The major said that, through his glass, he had personally seen Lord Deerling’s sabre raised to signal the charge. Then the old man was shot from his saddle, at a range quite incredible.
The cavalry had taken that cue to pick up speed, though – to build momentum and thunder down upon the Denlanders, till the dust had risen high and the ground had trembled. The Denlanders,
from all accounts, had bunched themselves close, and they had looked frightened and ready to break.
But they had not broken. They fired and fired again, twin lines kneeling and standing, then letting the next pair of lines advance into place ahead of them. The hammer of rifle shot into the
charging horsemen was almost continuous, whilst here and there, across the mass of galloping riders, the plumes of cannon shell burst and scattered the carcasses of men and horses alike.
The major could not tell for sure if the charge had slowed, or if it was just that the front ranks of riders were being scorched away so fast that it merely seemed so. For the Denlanders had
held firm, and just fired and reloaded, fired and reloaded.
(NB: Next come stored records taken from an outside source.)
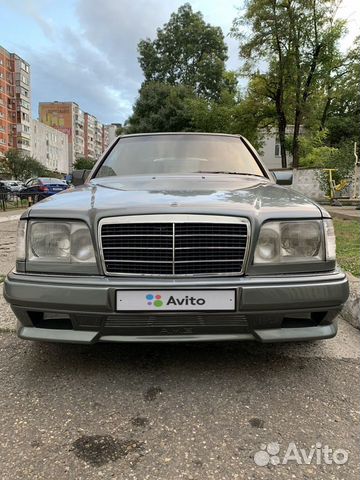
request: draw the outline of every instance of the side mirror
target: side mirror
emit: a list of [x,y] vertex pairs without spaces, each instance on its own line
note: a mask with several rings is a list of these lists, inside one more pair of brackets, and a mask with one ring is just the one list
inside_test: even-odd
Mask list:
[[289,171],[278,171],[272,172],[275,178],[275,181],[278,185],[292,185],[293,183],[293,173]]
[[74,170],[71,177],[71,183],[75,185],[75,187],[84,185],[90,172],[91,170]]

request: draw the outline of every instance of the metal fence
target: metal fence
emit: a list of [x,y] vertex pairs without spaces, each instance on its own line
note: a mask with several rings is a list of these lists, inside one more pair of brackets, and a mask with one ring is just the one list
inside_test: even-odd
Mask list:
[[21,193],[21,192],[8,192],[0,190],[0,209],[3,211],[11,210],[13,208],[27,208],[36,202],[42,200],[41,194]]

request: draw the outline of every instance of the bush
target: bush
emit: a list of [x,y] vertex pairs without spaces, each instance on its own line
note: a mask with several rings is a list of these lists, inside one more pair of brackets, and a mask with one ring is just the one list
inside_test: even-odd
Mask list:
[[[300,138],[300,166],[305,168],[333,168],[333,180],[336,184],[352,175],[354,170],[353,144],[343,142],[338,148],[325,145],[327,132],[317,132],[312,137]],[[330,195],[329,173],[321,171],[318,174],[320,186],[327,195]]]
[[47,177],[49,170],[34,157],[20,150],[10,149],[0,160],[0,175],[15,180],[27,180],[30,177]]

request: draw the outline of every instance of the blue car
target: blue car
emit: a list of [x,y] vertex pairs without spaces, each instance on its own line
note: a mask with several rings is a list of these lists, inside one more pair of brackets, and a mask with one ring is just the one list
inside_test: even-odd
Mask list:
[[21,198],[31,197],[35,201],[55,195],[69,188],[65,180],[50,177],[30,178],[25,182],[24,188],[19,192]]

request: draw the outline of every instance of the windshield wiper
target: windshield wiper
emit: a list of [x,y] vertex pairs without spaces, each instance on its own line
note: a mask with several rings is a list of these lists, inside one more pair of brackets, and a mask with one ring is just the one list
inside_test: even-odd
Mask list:
[[199,172],[196,172],[196,173],[215,173],[215,174],[224,174],[224,175],[249,175],[249,176],[252,176],[252,177],[263,177],[263,175],[256,175],[255,173],[245,173],[245,172],[227,172],[227,171],[221,171],[219,170],[218,172],[203,172],[203,171],[199,171]]

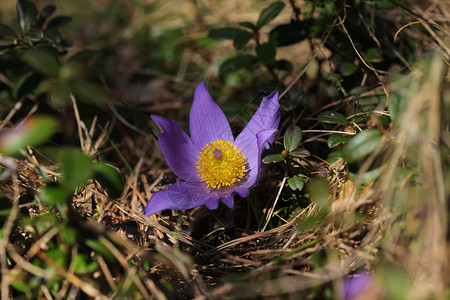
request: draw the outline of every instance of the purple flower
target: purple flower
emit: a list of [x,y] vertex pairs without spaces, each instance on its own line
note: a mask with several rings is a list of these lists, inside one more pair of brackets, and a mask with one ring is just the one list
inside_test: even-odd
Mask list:
[[[358,273],[344,281],[341,299],[369,299],[367,293],[373,288],[373,277],[369,273]],[[373,298],[370,298],[373,299]]]
[[234,139],[225,114],[200,83],[189,116],[191,137],[175,121],[152,116],[162,129],[159,148],[172,171],[181,178],[168,189],[155,192],[145,215],[163,209],[183,210],[200,205],[216,209],[219,200],[233,207],[233,197],[247,197],[257,181],[260,152],[273,143],[280,123],[278,93],[273,92]]

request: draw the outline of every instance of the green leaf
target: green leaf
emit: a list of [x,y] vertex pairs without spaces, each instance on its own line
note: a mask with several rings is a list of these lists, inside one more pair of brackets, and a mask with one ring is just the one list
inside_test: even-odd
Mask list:
[[292,63],[290,61],[288,61],[288,60],[285,60],[285,59],[278,60],[276,65],[275,65],[275,67],[278,70],[288,71],[288,72],[292,71],[292,69],[293,69]]
[[252,55],[240,55],[230,58],[222,63],[219,68],[221,76],[236,72],[239,69],[248,67],[256,62],[256,57]]
[[16,37],[16,32],[5,24],[0,24],[0,35]]
[[60,44],[62,42],[61,34],[59,33],[58,29],[56,29],[56,28],[48,28],[47,27],[44,30],[44,37],[54,44]]
[[53,107],[61,108],[66,105],[69,100],[70,89],[65,82],[56,82],[51,85],[50,97]]
[[42,32],[42,30],[36,28],[28,30],[24,35],[33,42],[38,42],[44,37],[44,33]]
[[276,36],[270,36],[267,43],[262,44],[256,49],[258,59],[265,64],[275,63],[275,56],[277,55]]
[[283,138],[284,149],[291,152],[296,149],[302,141],[302,130],[298,126],[291,125],[286,129]]
[[258,28],[256,28],[255,24],[253,24],[252,22],[241,22],[241,23],[239,23],[239,25],[241,25],[242,27],[248,28],[253,32],[258,31]]
[[309,184],[311,200],[317,204],[320,210],[329,211],[333,202],[329,192],[328,182],[323,178],[314,178]]
[[[360,86],[360,85],[358,85],[358,86],[355,86],[355,87],[353,87],[350,91],[348,91],[348,93],[350,94],[350,95],[361,95],[362,93],[364,93],[365,91],[367,91],[367,88],[366,87],[363,87],[363,86]],[[358,100],[360,100],[360,99],[358,99]],[[358,103],[361,103],[360,101],[358,101]]]
[[360,184],[368,184],[378,179],[383,171],[386,170],[385,166],[378,167],[376,169],[367,171],[363,174],[358,174],[349,172],[348,177],[352,181],[358,181]]
[[283,160],[284,160],[283,155],[276,153],[265,156],[262,161],[265,164],[270,164],[270,163],[279,163],[282,162]]
[[39,198],[47,205],[65,204],[70,199],[71,192],[60,186],[47,185],[41,189]]
[[334,148],[337,145],[345,144],[347,136],[345,134],[334,133],[328,138],[327,144],[329,148]]
[[[0,216],[1,217],[9,217],[11,215],[11,209],[0,209]],[[1,236],[0,236],[1,238]]]
[[291,21],[287,24],[281,24],[275,27],[270,35],[276,34],[277,46],[288,46],[301,42],[307,38],[304,33],[306,24],[302,21]]
[[36,73],[26,73],[16,78],[12,95],[15,99],[19,99],[24,95],[32,92],[40,83],[40,75]]
[[392,0],[363,0],[363,2],[370,6],[376,6],[377,9],[393,9],[397,7],[396,2]]
[[[67,259],[67,248],[66,247],[61,247],[61,248],[53,248],[50,249],[46,252],[46,254],[52,258],[52,260],[55,261],[55,263],[57,263],[60,267],[63,267],[64,269],[67,268],[67,263],[68,263],[68,259]],[[50,266],[50,268],[52,268]]]
[[379,49],[369,48],[369,50],[364,53],[364,58],[371,63],[379,63],[383,61],[383,54]]
[[340,150],[340,149],[339,150],[335,150],[335,151],[331,152],[330,154],[328,154],[327,162],[329,164],[333,164],[338,159],[341,159],[341,158],[342,158],[342,150]]
[[58,153],[65,187],[74,191],[92,176],[91,159],[76,148],[64,148]]
[[[18,276],[14,276],[14,277],[18,277]],[[25,277],[25,275],[23,275],[21,277]],[[10,285],[13,289],[15,289],[19,292],[22,292],[22,293],[30,290],[30,286],[28,284],[26,284],[25,282],[23,282],[21,279],[13,279],[11,281]]]
[[235,38],[234,38],[234,43],[233,46],[236,50],[240,50],[242,48],[244,48],[245,45],[247,45],[247,43],[250,41],[250,39],[253,37],[253,33],[248,32],[248,31],[244,31],[240,34],[238,34]]
[[272,4],[270,4],[269,7],[263,9],[261,14],[259,15],[258,22],[256,23],[256,27],[260,29],[273,19],[275,19],[276,16],[283,10],[284,3],[277,1]]
[[85,80],[77,80],[70,87],[73,93],[86,103],[102,105],[109,100],[108,94],[101,86]]
[[303,187],[305,186],[305,178],[303,177],[292,177],[287,180],[287,183],[289,187],[295,191],[295,190],[303,190]]
[[[411,84],[414,84],[412,81]],[[403,86],[397,89],[389,97],[388,111],[391,119],[397,123],[405,113],[410,99],[410,90],[412,90],[411,84],[403,84]]]
[[247,30],[239,29],[239,28],[220,28],[220,29],[212,29],[209,31],[208,37],[218,40],[234,40],[237,36],[242,34],[250,34]]
[[364,130],[350,139],[342,155],[347,162],[356,162],[372,153],[381,141],[381,133],[377,129]]
[[44,143],[59,129],[59,123],[50,116],[33,116],[20,126],[0,136],[0,153],[11,155],[27,146]]
[[17,1],[17,16],[19,18],[19,24],[22,31],[28,30],[33,24],[37,16],[37,8],[32,2],[27,0]]
[[122,194],[123,183],[119,172],[104,163],[94,163],[94,179],[108,192],[111,198],[118,198]]
[[47,19],[50,18],[53,15],[55,10],[56,10],[56,6],[54,6],[52,4],[46,5],[42,9],[42,11],[41,11],[41,13],[39,15],[39,17],[41,19],[41,22],[44,23],[45,21],[47,21]]
[[272,42],[267,42],[262,44],[256,50],[258,59],[265,64],[270,64],[275,61],[275,56],[277,55],[276,44]]
[[317,117],[320,123],[347,125],[347,118],[336,111],[324,111]]
[[343,62],[339,68],[342,76],[350,76],[358,71],[358,67],[351,62]]
[[64,243],[74,245],[77,241],[77,230],[74,227],[64,226],[61,228],[60,234]]
[[289,152],[289,155],[294,157],[308,157],[311,156],[311,152],[309,152],[305,148],[298,148]]
[[50,49],[30,49],[21,58],[38,72],[54,78],[58,76],[60,63],[56,53]]
[[102,242],[96,239],[88,239],[86,240],[86,245],[88,245],[92,250],[96,253],[101,254],[104,258],[106,258],[109,262],[115,263],[116,258],[114,254],[112,254],[111,250],[105,246]]
[[63,27],[64,25],[66,25],[67,23],[69,23],[70,21],[72,21],[71,17],[67,17],[67,16],[58,16],[56,18],[53,18],[52,20],[50,20],[50,22],[48,22],[47,27],[49,28],[59,28],[59,27]]
[[84,253],[78,254],[74,259],[73,272],[75,274],[85,274],[97,270],[98,265],[91,261],[90,257]]

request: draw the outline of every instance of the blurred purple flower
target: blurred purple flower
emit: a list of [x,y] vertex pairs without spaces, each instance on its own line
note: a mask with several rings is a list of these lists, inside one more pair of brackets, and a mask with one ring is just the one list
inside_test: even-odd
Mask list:
[[259,175],[261,149],[275,139],[280,105],[278,92],[264,97],[250,122],[234,139],[225,114],[202,82],[195,90],[189,116],[190,138],[175,121],[152,118],[162,129],[159,148],[181,180],[152,195],[145,208],[146,216],[163,209],[183,210],[203,204],[216,209],[219,200],[233,207],[234,195],[247,197]]
[[369,273],[358,273],[344,281],[342,299],[373,299],[367,295],[367,292],[373,288],[373,284],[372,275]]

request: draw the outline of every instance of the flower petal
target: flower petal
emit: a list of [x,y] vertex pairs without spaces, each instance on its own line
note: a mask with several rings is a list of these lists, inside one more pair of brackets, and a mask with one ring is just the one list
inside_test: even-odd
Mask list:
[[[220,201],[225,203],[229,208],[233,208],[233,206],[234,206],[234,196],[236,194],[239,194],[239,196],[241,196],[242,198],[246,198],[246,197],[248,197],[250,192],[249,192],[249,190],[247,188],[241,188],[241,186],[239,186],[238,188],[235,188],[233,190],[233,192],[231,194],[229,194],[228,196],[220,198]],[[208,205],[207,205],[207,207],[208,207]]]
[[214,102],[205,87],[200,83],[195,89],[194,102],[189,115],[191,139],[198,148],[222,139],[233,142],[233,133],[225,114]]
[[155,192],[148,201],[144,214],[150,216],[164,209],[190,209],[212,203],[215,197],[204,183],[177,181],[166,190]]
[[235,145],[241,149],[249,169],[246,181],[242,183],[241,187],[249,188],[256,182],[261,163],[261,149],[267,142],[273,143],[275,140],[275,132],[280,124],[280,116],[278,92],[275,91],[262,99],[258,110],[236,138]]
[[[255,184],[259,176],[259,167],[261,164],[261,149],[266,142],[273,141],[276,129],[262,130],[256,134],[256,137],[243,139],[238,136],[236,139],[236,147],[241,149],[242,155],[245,156],[248,164],[248,172],[246,180],[240,185],[241,188],[250,188]],[[239,193],[240,194],[240,193]]]
[[[278,129],[280,124],[280,104],[278,103],[278,92],[275,91],[267,97],[264,97],[261,101],[261,105],[255,112],[253,117],[245,126],[244,130],[236,138],[236,143],[239,139],[251,139],[262,130],[266,129]],[[275,136],[273,136],[269,143],[273,143]]]
[[219,207],[219,199],[209,200],[205,203],[205,206],[210,210],[217,209]]
[[222,202],[225,203],[229,208],[233,208],[234,206],[234,193],[222,199]]
[[236,193],[238,193],[241,198],[247,198],[250,191],[247,188],[239,188],[236,190]]
[[199,182],[196,168],[199,148],[175,121],[158,116],[152,116],[152,119],[163,131],[158,138],[158,145],[169,168],[185,181]]
[[258,132],[256,134],[256,141],[258,144],[258,151],[261,152],[261,149],[267,148],[267,143],[273,143],[275,139],[275,133],[278,129],[266,129]]

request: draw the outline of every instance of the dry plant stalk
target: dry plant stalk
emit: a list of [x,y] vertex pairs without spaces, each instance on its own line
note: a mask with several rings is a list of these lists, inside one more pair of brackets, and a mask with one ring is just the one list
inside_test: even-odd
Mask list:
[[[427,62],[429,65],[425,66],[423,77],[410,74],[396,87],[405,88],[403,84],[414,82],[410,85],[408,106],[402,114],[398,132],[393,138],[393,151],[387,160],[391,167],[380,186],[384,189],[382,199],[386,213],[392,216],[388,226],[395,228],[393,220],[404,214],[404,230],[413,237],[413,242],[408,244],[400,237],[401,232],[394,230],[389,233],[391,241],[384,245],[409,271],[413,281],[409,299],[429,299],[442,293],[448,284],[449,271],[446,250],[448,208],[439,149],[445,65],[438,55]],[[415,155],[414,164],[423,176],[419,190],[393,186],[395,167],[408,154]],[[413,201],[416,201],[416,206],[412,206]],[[406,255],[400,255],[396,249],[398,246],[403,247],[402,253]]]

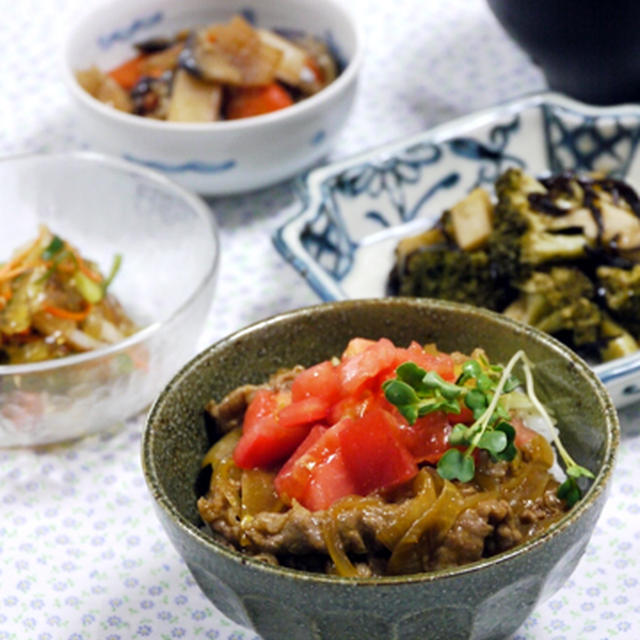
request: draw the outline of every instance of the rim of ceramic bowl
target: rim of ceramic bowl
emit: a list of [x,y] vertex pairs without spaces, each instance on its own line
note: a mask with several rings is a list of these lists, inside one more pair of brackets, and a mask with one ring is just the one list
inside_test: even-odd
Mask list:
[[[353,14],[344,8],[344,6],[337,0],[321,0],[324,4],[329,5],[333,11],[339,13],[346,24],[349,25],[353,32],[354,38],[354,51],[353,55],[347,62],[347,65],[342,70],[340,75],[324,89],[318,93],[297,102],[285,109],[279,109],[272,113],[266,113],[258,116],[251,116],[248,118],[241,118],[238,120],[221,120],[216,122],[167,122],[166,120],[156,120],[154,118],[144,118],[135,114],[124,113],[118,111],[113,107],[103,104],[87,91],[85,91],[76,80],[74,75],[74,69],[72,69],[71,62],[69,60],[70,49],[75,40],[75,35],[82,30],[83,26],[93,19],[95,11],[104,11],[110,5],[101,4],[96,9],[85,13],[80,17],[72,28],[68,31],[65,39],[65,46],[63,51],[62,61],[62,75],[67,85],[67,88],[71,94],[85,105],[88,109],[95,111],[105,118],[111,119],[115,122],[119,122],[127,126],[140,126],[151,131],[171,131],[178,132],[183,131],[187,133],[202,133],[204,131],[238,131],[246,129],[252,131],[254,129],[270,126],[271,123],[279,122],[287,119],[295,119],[298,116],[303,116],[309,111],[315,111],[322,107],[326,102],[331,101],[338,94],[346,90],[352,82],[355,81],[362,61],[364,58],[364,37],[362,33],[362,27],[358,24]],[[111,4],[131,4],[129,0],[116,0]],[[153,2],[148,2],[152,5]]]
[[51,360],[43,360],[42,362],[32,362],[25,364],[5,364],[0,365],[0,377],[6,375],[26,375],[29,373],[44,373],[54,369],[62,369],[65,367],[72,367],[76,364],[84,363],[90,360],[110,356],[115,353],[119,353],[129,347],[133,347],[141,342],[147,340],[150,336],[157,333],[161,327],[170,323],[176,316],[181,314],[187,309],[193,301],[202,293],[202,291],[209,285],[211,280],[216,277],[218,270],[218,264],[220,261],[220,235],[218,230],[218,223],[216,221],[215,213],[205,204],[205,202],[198,196],[194,195],[187,189],[173,182],[169,178],[165,178],[163,175],[141,167],[137,164],[122,160],[115,156],[109,156],[104,153],[98,153],[95,151],[66,151],[56,153],[17,153],[11,156],[0,157],[0,164],[10,164],[12,162],[24,162],[30,160],[51,160],[51,161],[64,161],[65,159],[79,159],[83,162],[94,163],[98,166],[110,167],[125,173],[134,173],[138,176],[145,178],[157,185],[163,187],[167,191],[173,192],[178,198],[186,202],[197,216],[206,223],[211,231],[211,239],[213,241],[213,260],[209,265],[208,270],[202,277],[198,286],[193,290],[191,295],[182,302],[178,307],[173,309],[162,320],[152,322],[151,324],[143,327],[140,331],[131,336],[116,342],[107,347],[101,347],[100,349],[94,349],[93,351],[86,351],[84,353],[72,354],[65,356],[64,358],[53,358]]
[[[215,539],[207,533],[204,528],[198,528],[191,522],[189,522],[178,511],[176,506],[168,498],[166,493],[162,490],[158,475],[156,473],[156,465],[151,455],[153,449],[153,441],[155,438],[154,423],[158,415],[163,410],[165,399],[175,392],[182,381],[190,375],[192,369],[200,366],[201,363],[206,362],[209,359],[209,354],[213,351],[223,349],[239,338],[251,334],[255,331],[264,329],[265,327],[272,326],[274,324],[288,322],[296,317],[304,317],[312,315],[316,312],[322,312],[323,310],[331,311],[332,309],[348,310],[350,308],[358,308],[369,305],[381,305],[386,307],[392,306],[404,306],[404,305],[416,306],[416,307],[428,307],[432,309],[442,310],[459,310],[464,311],[467,314],[484,318],[497,322],[498,324],[521,334],[527,334],[534,337],[534,339],[543,342],[547,347],[569,360],[581,374],[585,377],[586,382],[591,385],[594,394],[597,395],[599,405],[602,409],[604,420],[606,423],[606,434],[604,443],[604,458],[602,465],[598,469],[591,486],[582,497],[582,499],[574,505],[570,511],[568,511],[560,520],[553,523],[550,527],[545,529],[539,535],[533,537],[531,540],[520,544],[513,549],[502,552],[498,555],[483,558],[473,563],[462,565],[454,568],[441,569],[432,572],[422,572],[410,575],[398,575],[398,576],[381,576],[375,578],[345,578],[341,576],[333,576],[322,573],[312,573],[307,571],[300,571],[296,569],[290,569],[282,566],[272,566],[266,562],[256,560],[251,556],[243,555],[241,552],[229,549],[224,545],[215,541]],[[576,522],[583,513],[587,512],[594,506],[596,499],[602,495],[607,489],[607,485],[611,480],[613,467],[617,455],[618,445],[620,441],[620,426],[618,423],[618,417],[613,402],[600,381],[595,375],[589,365],[579,358],[568,347],[560,343],[552,336],[543,333],[533,327],[523,325],[510,318],[501,316],[492,311],[472,307],[465,304],[448,302],[435,299],[419,299],[419,298],[365,298],[356,300],[339,300],[334,302],[324,302],[312,306],[302,307],[280,313],[264,320],[255,322],[243,329],[240,329],[231,335],[219,340],[218,342],[210,345],[204,351],[200,352],[194,358],[192,358],[187,364],[185,364],[171,379],[171,381],[165,386],[165,388],[156,397],[154,403],[147,414],[145,428],[142,435],[142,471],[147,482],[149,491],[156,502],[156,505],[162,509],[165,514],[176,524],[184,534],[193,539],[197,544],[204,545],[209,548],[212,553],[217,553],[226,558],[227,560],[237,563],[239,566],[250,566],[256,571],[262,571],[268,574],[277,575],[280,578],[289,578],[292,580],[304,580],[313,582],[323,582],[330,584],[346,584],[346,585],[358,585],[358,586],[380,586],[380,585],[393,585],[393,584],[405,584],[414,582],[432,582],[434,580],[443,580],[447,578],[454,578],[464,574],[475,573],[482,571],[489,565],[503,564],[511,559],[525,555],[529,551],[544,545],[548,540],[563,532]],[[195,501],[195,494],[194,494]]]

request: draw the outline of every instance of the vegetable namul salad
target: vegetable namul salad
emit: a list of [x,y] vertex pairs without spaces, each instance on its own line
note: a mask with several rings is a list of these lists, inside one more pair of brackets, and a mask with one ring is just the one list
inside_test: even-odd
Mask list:
[[41,226],[37,238],[0,265],[0,362],[19,364],[90,351],[137,330],[103,276],[68,242]]
[[327,45],[308,35],[254,28],[242,16],[152,38],[102,71],[76,73],[112,107],[173,122],[213,122],[270,113],[307,98],[338,75]]
[[207,406],[223,435],[202,462],[202,519],[250,556],[347,577],[511,549],[593,477],[560,442],[532,366],[522,351],[503,366],[481,349],[354,338],[340,358],[235,389]]

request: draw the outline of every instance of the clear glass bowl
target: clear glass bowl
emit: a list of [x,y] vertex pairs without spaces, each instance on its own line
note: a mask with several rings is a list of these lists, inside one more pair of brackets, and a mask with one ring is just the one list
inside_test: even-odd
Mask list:
[[145,408],[193,355],[215,288],[219,239],[207,205],[154,172],[94,153],[0,161],[0,261],[39,224],[108,272],[141,327],[108,348],[0,365],[0,446],[93,433]]

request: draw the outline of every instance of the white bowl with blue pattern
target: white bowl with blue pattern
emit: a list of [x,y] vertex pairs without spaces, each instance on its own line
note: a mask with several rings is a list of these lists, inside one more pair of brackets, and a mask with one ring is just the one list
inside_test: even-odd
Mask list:
[[[268,28],[327,41],[342,73],[316,95],[281,111],[210,123],[165,122],[122,113],[89,95],[74,73],[111,69],[135,55],[133,43],[242,14]],[[362,39],[338,0],[108,0],[72,27],[63,76],[91,143],[160,171],[198,193],[224,195],[289,178],[323,156],[343,127],[356,92]]]
[[[526,96],[312,171],[274,244],[323,300],[385,295],[399,238],[509,166],[606,171],[640,188],[640,106]],[[640,352],[595,365],[618,407],[640,401]]]

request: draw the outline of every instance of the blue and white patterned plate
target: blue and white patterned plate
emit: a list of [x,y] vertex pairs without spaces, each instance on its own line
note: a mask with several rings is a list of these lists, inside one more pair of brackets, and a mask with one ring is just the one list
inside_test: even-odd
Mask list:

They had gone on slaughtering men and slaughtering their mounts until dust was all that moved in the air, and not one man, not one mount
of all the cream of the Lascanne army was left standing.
And through it all, the Denlanders had not paused in their advance, rank after rank, nor did they pause even when the riders had fallen, but still moved forward as inexorably as a press or a
mill, as steadily as the rumbling traction-guns that crushed dead and wounded beneath their massive wheels while they lurched towards the soldiers of Lascanne.